The State of AI Instructions 2026 report has identified a serious problem in modern development: existing repository infrastructure is failing to keep pace with real-world workflows, where developers use an average of 2 to 4 AI tools simultaneously.
What Happened
According to the State of AI Instructions 2026 report, 78.7% of projects have configurations designed for only a single AI tool. This directly contradicts developer practices, which increasingly utilize multi-agent approaches. Furthermore, the study showed that 0% of tested repositories use digital signatures for instruction files, such as CLAUDE.md.
Context
The security issue was vividly demonstrated by the ClawHavoc incident, where attackers were able to carry out an attack via the poisoning of SKILL.md files. The lack of instruction verification mechanisms makes AI-native workflows vulnerable to malicious code injection through the manipulation of agent manifests.

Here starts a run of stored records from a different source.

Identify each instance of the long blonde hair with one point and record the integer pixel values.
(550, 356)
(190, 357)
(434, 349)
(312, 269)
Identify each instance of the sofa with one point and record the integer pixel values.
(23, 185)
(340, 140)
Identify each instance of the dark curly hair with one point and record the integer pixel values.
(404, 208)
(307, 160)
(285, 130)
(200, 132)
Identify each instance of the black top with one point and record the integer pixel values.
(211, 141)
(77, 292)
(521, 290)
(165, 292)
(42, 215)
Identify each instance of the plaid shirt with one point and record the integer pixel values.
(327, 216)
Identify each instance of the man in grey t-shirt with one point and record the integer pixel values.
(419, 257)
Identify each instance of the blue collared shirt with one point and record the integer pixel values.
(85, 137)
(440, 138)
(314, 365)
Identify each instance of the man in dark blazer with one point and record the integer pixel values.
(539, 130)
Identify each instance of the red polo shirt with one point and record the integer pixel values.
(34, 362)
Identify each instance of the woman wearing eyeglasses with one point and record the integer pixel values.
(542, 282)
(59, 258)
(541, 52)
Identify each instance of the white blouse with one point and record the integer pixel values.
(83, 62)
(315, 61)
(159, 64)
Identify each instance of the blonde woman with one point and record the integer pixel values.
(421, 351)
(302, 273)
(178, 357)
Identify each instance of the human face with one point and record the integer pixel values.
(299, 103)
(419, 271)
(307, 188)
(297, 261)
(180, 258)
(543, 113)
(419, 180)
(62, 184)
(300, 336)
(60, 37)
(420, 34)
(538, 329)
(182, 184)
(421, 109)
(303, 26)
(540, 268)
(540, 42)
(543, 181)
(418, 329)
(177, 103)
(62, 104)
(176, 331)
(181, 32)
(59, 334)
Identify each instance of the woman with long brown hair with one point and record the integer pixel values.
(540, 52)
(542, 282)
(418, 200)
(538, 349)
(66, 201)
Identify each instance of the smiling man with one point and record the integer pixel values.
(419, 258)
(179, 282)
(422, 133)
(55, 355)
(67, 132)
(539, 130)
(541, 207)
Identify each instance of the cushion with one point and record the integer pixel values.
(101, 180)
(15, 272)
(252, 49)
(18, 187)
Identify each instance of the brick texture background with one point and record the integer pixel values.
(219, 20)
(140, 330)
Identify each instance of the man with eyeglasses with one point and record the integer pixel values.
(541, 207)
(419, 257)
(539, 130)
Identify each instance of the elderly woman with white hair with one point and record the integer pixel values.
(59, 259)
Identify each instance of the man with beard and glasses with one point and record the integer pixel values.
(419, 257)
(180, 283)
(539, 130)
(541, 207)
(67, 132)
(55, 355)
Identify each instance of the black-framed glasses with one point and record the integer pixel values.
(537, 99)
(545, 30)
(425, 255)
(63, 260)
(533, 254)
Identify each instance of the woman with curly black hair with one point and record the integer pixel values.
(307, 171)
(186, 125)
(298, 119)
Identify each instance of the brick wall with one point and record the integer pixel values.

Why It Matters for the Industry
For the industry, this signifies an urgent need for the standardization of agent protocols and the implementation of trust mechanisms, including digital signatures and instruction licensing. Without unified standards for files like CLAUDE.md or AGENTS.md, the ecosystem will continue to fragment, creating operational chaos and new cyberattack vectors.
Why It Matters for Users
Developers are advised to use symlinks to synchronize different instruction formats (e.g., CLAUDE.md and AGENTS.md) and to exercise increased caution when using skill files from unverified sources to avoid compromising their working environment.